ImageNet-1K에서의 fine-tuning은 30 epoch 동안 수행하며, 배치 크기는 1024, 학습률은 10⁻⁵로 고정, weight decay는 10⁻⁸로 설정한다.

Results with regular ImageNet-1K training

Table 1(a) presents comparisons to other backbones, including both Transformer-based and ConvNet-based, using regular ImageNet-1K training.

Table 1(a)는 ImageNet-1K 일반 학습 설정에서 Transformer 기반 및 ConvNet 기반 백본들과 Swin Transformer를 비교한 결과를 보여준다.

Compared to the previous state-of-the-art Transformer-based architecture, i.e. DeiT [63], Swin Transformers noticeably surpass the counterpart DeiT architectures with similar complexities:

이전 SOTA Transformer 기반 구조인 DeiT [63]와 비교하면, Swin Transformer는 유사한 복잡도에서 명확히 더 높은 성능을 보인다:

*Swin-T (81.3%)는 DeiT-S (79.8%)보다 +1.5% 향상** (입력 224² 기준)
*Swin-B (83.3% / 84.5%)는 DeiT-B (81.8% / 83.1%)보다 +1.5% / +1.4% 향상** (입력 224² / 384² 기준)
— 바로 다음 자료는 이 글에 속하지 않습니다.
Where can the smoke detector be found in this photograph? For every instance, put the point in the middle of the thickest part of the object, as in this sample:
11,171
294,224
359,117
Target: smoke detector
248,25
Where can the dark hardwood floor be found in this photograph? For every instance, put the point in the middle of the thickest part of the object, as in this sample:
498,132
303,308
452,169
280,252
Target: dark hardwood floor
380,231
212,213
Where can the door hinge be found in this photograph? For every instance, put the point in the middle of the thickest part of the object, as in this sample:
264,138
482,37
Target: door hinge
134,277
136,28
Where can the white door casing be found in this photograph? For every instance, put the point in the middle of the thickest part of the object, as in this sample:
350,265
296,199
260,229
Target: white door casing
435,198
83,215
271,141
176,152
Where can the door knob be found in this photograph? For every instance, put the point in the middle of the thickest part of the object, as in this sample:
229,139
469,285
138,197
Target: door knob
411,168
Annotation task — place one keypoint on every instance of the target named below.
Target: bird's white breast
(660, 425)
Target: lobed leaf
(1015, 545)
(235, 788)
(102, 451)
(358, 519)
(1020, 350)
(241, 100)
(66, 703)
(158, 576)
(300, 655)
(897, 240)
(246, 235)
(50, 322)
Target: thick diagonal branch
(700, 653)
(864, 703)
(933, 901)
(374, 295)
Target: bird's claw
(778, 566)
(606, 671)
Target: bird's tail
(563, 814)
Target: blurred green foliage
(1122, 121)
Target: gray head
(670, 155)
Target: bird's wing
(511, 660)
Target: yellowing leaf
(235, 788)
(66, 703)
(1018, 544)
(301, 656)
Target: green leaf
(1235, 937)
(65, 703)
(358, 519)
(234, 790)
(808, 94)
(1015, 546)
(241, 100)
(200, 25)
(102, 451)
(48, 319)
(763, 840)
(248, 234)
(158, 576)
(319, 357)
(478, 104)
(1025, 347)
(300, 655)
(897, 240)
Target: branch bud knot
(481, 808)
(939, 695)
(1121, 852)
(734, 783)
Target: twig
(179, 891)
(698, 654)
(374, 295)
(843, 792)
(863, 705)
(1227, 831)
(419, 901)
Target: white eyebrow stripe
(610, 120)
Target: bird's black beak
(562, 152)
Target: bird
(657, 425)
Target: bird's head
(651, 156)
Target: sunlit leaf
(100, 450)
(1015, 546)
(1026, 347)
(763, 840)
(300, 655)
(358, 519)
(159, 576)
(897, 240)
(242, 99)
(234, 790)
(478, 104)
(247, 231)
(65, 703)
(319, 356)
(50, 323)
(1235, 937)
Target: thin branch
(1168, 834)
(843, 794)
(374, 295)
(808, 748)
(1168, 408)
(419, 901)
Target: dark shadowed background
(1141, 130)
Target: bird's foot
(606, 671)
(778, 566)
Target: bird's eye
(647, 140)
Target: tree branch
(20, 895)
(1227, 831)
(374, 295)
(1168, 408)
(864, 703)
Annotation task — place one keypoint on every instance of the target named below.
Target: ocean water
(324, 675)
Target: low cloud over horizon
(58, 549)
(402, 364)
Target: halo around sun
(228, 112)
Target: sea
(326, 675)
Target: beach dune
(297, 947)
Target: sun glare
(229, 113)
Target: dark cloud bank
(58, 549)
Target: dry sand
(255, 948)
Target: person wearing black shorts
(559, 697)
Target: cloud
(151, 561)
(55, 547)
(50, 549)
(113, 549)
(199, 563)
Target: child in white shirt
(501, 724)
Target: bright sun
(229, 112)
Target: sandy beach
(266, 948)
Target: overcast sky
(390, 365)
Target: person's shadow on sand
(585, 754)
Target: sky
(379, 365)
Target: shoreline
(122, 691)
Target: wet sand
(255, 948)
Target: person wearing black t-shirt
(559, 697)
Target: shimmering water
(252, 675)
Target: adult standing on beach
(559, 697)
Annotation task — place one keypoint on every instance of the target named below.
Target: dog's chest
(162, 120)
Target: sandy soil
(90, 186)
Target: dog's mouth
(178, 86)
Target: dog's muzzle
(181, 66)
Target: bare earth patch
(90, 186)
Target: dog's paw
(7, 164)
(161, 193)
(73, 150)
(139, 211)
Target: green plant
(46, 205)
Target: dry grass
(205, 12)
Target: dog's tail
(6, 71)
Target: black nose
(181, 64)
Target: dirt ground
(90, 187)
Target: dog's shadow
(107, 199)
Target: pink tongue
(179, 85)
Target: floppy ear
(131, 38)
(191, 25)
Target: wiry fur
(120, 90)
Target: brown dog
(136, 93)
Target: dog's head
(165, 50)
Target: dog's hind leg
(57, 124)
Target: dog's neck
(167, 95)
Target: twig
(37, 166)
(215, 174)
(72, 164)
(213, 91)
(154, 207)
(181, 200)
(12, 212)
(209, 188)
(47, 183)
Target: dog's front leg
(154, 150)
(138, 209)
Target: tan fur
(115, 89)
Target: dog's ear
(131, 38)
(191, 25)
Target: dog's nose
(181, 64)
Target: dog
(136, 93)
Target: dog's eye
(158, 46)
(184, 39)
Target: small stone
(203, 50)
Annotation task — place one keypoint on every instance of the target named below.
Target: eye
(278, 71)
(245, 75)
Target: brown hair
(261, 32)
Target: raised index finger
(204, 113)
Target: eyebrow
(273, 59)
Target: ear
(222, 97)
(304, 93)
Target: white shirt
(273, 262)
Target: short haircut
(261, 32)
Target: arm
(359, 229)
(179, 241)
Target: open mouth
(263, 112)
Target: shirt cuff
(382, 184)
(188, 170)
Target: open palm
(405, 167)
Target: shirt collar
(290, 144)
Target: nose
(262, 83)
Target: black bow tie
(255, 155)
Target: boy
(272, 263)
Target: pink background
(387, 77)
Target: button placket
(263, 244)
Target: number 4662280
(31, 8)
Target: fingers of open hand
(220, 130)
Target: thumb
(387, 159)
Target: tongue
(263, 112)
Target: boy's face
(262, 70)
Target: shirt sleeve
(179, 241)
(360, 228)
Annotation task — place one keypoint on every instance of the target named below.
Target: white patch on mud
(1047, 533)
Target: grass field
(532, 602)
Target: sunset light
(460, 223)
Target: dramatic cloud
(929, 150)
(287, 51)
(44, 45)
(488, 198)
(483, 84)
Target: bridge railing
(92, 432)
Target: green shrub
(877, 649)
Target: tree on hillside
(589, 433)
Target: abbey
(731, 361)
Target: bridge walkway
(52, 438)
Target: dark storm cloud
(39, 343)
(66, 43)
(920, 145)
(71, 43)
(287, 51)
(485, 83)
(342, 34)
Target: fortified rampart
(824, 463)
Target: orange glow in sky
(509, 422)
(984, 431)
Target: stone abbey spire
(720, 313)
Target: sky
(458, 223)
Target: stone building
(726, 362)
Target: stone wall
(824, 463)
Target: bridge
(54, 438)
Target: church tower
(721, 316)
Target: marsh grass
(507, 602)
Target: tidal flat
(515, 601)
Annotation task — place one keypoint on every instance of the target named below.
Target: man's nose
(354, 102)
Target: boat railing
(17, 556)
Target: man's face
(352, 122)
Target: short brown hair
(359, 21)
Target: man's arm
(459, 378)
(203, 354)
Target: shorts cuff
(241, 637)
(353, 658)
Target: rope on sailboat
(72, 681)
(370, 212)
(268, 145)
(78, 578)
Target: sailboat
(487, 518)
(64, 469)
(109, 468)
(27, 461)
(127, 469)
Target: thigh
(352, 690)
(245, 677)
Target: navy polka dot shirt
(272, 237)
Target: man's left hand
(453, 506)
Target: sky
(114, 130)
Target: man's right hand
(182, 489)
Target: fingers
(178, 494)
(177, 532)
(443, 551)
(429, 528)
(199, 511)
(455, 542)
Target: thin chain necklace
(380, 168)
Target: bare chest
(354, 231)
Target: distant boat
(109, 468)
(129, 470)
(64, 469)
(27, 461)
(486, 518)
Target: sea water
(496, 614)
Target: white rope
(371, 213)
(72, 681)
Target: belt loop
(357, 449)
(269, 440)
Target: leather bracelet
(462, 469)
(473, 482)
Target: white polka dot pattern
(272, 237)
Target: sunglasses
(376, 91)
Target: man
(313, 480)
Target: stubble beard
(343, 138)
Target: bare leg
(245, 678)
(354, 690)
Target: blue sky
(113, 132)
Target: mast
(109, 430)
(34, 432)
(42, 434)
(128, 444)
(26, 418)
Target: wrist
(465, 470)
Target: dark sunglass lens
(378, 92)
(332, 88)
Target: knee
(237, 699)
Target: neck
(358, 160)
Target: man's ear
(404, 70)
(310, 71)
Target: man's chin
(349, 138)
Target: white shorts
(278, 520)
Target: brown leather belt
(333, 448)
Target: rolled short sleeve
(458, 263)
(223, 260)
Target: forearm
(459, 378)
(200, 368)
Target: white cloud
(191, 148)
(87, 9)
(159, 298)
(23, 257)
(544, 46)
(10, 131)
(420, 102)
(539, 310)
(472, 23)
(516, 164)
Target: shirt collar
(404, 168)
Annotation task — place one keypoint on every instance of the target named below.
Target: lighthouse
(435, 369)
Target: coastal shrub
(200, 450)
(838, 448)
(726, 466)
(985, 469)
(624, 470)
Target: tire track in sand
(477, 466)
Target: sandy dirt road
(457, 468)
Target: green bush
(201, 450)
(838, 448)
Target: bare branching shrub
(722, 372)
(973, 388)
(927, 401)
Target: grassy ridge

Compared with the state-of-the-art ConvNets, i.e. RegNet [48] and EfficientNet [58], the Swin Transformer achieves a slightly better speed-accuracy trade-off.

SOTA ConvNet인 RegNet [48] 및 EfficientNet [58]과 비교했을 때 Swin Transformer는 속도–정확도 균형(speed-accuracy trade-off)에서 약간 더 우수한 성능을 보인다.

Noting that while RegNet [48] and EfficientNet [58] are obtained via a thorough architecture search, the proposed Swin Transformer is adapted from the standard Transformer and has strong potential for further improvement.

RegNet과 EfficientNet이 광범위한 아키텍처 탐색을 통해 설계된 반면, Swin Transformer는 표준 Transformer에서 변형된 구조임에도 불구하고 이 정도 성능을 내며, 추가 개선 가능성이 크다는 점은 주목할 만하다.

Results with ImageNet-22K pre-training

We also pre-train the larger-capacity Swin-B and Swin-L on ImageNet-22K.

우리는 더 큰 모델인 Swin-B와 Swin-L을 ImageNet-22K에서 사전 학습하였다.

Results fine-tuned on ImageNet-1K image classification are shown in Table 1(b).

ImageNet-1K에서 파인튜닝한 결과는 Table 1(b)에 제시되어 있다.

For Swin-B, the ImageNet-22K pre-training brings 1.8%∼1.9% gains over training on ImageNet-1K from scratch.

Swin-B 모델은 ImageNet-22K 사전 학습을 통해 ImageNet-1K를 처음부터 학습하는 경우보다 1.8%~1.9% 성능 향상을 얻는다.

Compared with the previous best results for ImageNet-22K pre-training, our models achieve significantly better speed-accuracy trade-offs:

이전 ImageNet-22K 사전 학습 기반 SOTA 모델들과 비교했을 때, Swin 모델은 속도–정확도 균형에서 크게 개선된 성능을 보인다:

Swin-B는
- top-1 accuracy 86.4% 달성,
- 이는 유사한 추론 처리량(inference throughput) 대비 ViT보다 2.4% 더 높음
  - 처리량: ViT 84.7 vs. Swin-B 85.9 images/sec
  - FLOPs: ViT 55.4G vs. Swin-B 47.0G (더 낮음)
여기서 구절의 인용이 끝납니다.